The USS Truman is stationed in the Red Sea as part of the U.S.’ ongoing anti-Houthi campaign, also known as Operation Rough Rider.
“The F/A-18E was actively under tow in the hangar bay when the move crew lost control of the aircraft. The aircraft and tow tractor were lost overboard,” a statement from the Navy read. “Sailors towing the aircraft took immediate action to move clear of the aircraft before it fell overboard. An investigation is underway.”
The Navy emphasized Monday that the Truman Carrier Strike Group, which has been targeted repeatedly by the Houthis, “remain[s] fully mission capable.”
To date, the U.S. has spent about $3 billion in its recent anti-Houthi campaign since it began in mid-March, hitting over 800 targets in Yemen, and killing hundreds of civilians, in the process. And now, the accidental loss of a fighter jet instantaneously adds tens of millions to that total.

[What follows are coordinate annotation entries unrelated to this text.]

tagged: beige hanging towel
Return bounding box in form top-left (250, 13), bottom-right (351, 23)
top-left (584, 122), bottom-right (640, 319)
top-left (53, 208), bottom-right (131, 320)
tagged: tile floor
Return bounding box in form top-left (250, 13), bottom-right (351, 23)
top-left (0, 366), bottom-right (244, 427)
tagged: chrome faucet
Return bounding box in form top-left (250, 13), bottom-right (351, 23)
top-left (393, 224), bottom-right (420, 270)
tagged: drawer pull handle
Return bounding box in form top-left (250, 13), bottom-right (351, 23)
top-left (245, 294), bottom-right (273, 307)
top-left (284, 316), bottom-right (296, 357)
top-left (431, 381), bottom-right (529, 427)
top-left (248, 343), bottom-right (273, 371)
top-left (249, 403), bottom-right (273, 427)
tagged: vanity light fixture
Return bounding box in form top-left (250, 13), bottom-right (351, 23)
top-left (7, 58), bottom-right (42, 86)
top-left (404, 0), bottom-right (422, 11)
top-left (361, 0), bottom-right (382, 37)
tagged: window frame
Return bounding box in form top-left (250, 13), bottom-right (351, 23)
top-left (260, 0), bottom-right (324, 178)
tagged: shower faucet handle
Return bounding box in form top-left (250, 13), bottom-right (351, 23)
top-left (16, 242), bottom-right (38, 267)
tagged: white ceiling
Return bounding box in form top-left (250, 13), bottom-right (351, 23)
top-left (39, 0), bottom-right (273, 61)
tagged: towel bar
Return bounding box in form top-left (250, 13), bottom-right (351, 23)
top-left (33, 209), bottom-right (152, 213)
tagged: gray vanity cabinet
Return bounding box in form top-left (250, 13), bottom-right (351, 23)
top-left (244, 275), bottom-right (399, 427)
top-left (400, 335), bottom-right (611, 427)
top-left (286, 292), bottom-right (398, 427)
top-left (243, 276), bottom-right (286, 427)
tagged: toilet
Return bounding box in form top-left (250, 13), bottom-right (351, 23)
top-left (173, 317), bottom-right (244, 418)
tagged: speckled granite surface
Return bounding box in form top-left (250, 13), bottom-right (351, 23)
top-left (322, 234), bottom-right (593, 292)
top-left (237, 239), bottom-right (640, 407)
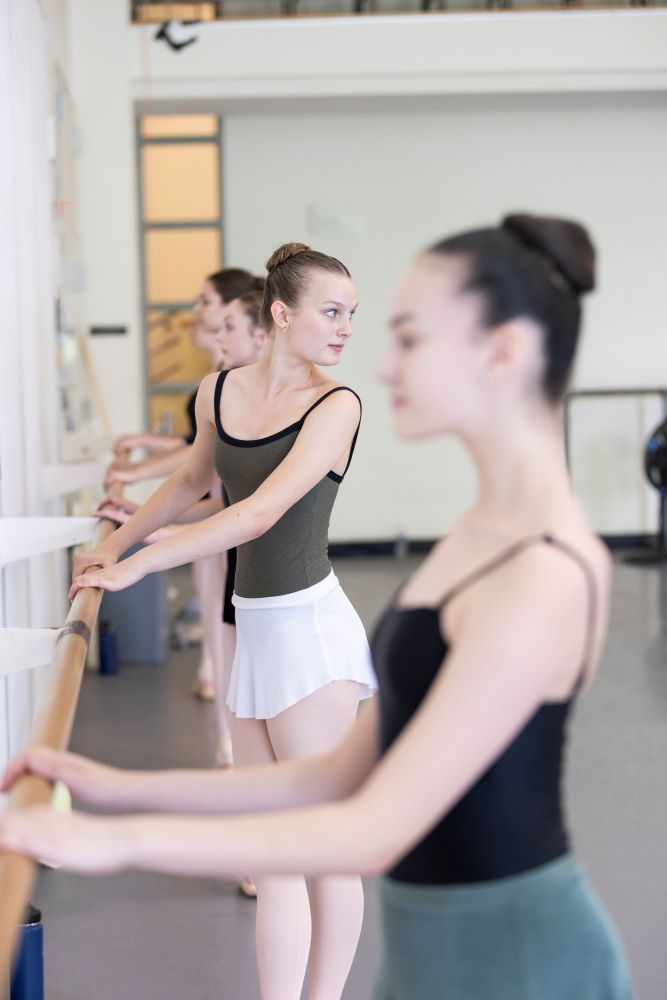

The billions the U.S. has spent in this campaign have resulted in questionable outcomes. CENTCOM says its efforts have degraded Houthi fighting capacities; yet CNN reporting from last month suggested the campaign has only had limited results against them. Earlier this month the New York Times reported that in closed briefings, “Pentagon officials have acknowledged that there has been only limited success in destroying the Houthis’ vast, largely underground arsenal of missiles, drones and launchers.”
Critically, the U.S. says its anti-Houthi campaign is about ensuring ships can go through the Red Sea without getting attacked by them. But they’re hitting at a group with other objectives, namely, pressuring U.S. ally Israel to stop its onslaught against the Gaza strip. All the while, prospects of renewed civil war in Yemen — which the U.S. has said it could be open to participating in — have only grown.